Space Variant Imaging
Center for Perceptual Systems
The University of Texas at Austin
1. What is foveated imaging?
Foveated imaging refers to the creation and display of static or video imagery where the resolution varies across the image. The highest resolution region is called the foveation region. Typically, the viewer has dynamic control of the location of the foveation region. It is possible to have more than one foveation region.2. What is the value of foveated imaging?
The primary value of foveated imaging is in image compression: high resolution information is only transmitted in the regions of the image that are selected as important by the viewer. Foveated imaging exploits the fact that the resolution of the human visual system declines away from the direction of gaze; it is only necessary to transmit fine detail in the direction of gaze; humans cannot perceive fine detail away from the direction of gaze.
Foveated imaging can also be used to highlight regions of an image. This can be useful because the viewer's gaze tends to be drawn to high resolution regions of the image.

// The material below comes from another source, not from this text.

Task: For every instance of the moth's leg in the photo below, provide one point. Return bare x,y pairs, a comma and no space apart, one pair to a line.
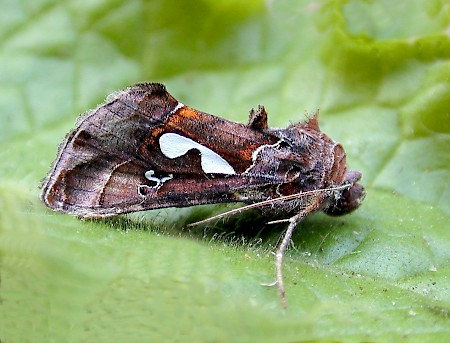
293,222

Foveated imaging can also be used in vision research. For example, it can be used in combination with eye tracking to precisely control (in real time) the spatial information available across the retina of the eye. This makes foveated imaging a potentially valuable tool for analyzing the contributions of different retinal regions to task performance.3. How does your foveated imaging software work?
It is a bit technical, but here is the basic idea of how the CPS foveated imaging software works. There is a foveation encoder and a foveation decoder.
Foveation Encoder: First the image is encoded into a low-pass pyramid. That is, the original image is low-pass filtered (slightly blurred) and then down-sampled to create a second image with half the resolution of the original in each direction. This half-resolution image is then low-passed filtered and down sampled to create a third image with one quarter the resolution of the original in each direction. This process is repeated until a low-pass pyramid of typically 5 or 6 images is obtained. Second, regions are selected from each image in the low-pass pyramid to create a foveation pyramid. Specifically, from the original image a region is selected for the foveation region; from the half-resolution image a region is picked for the first ring around the foveation region; from the quarter-resolution image a region is picked for the second ring around foveation region; and so on. Of course, this foveation pyramid is itself just a collection of small images. The foveation pyramid is the output of the encoder. The user has a great deal of control over how the resolution changes across the image, and the user can select to receive the output either as separate images or packed into a single larger image. Typically the total number of pixels in the foveation pyramid is far less than in the original image.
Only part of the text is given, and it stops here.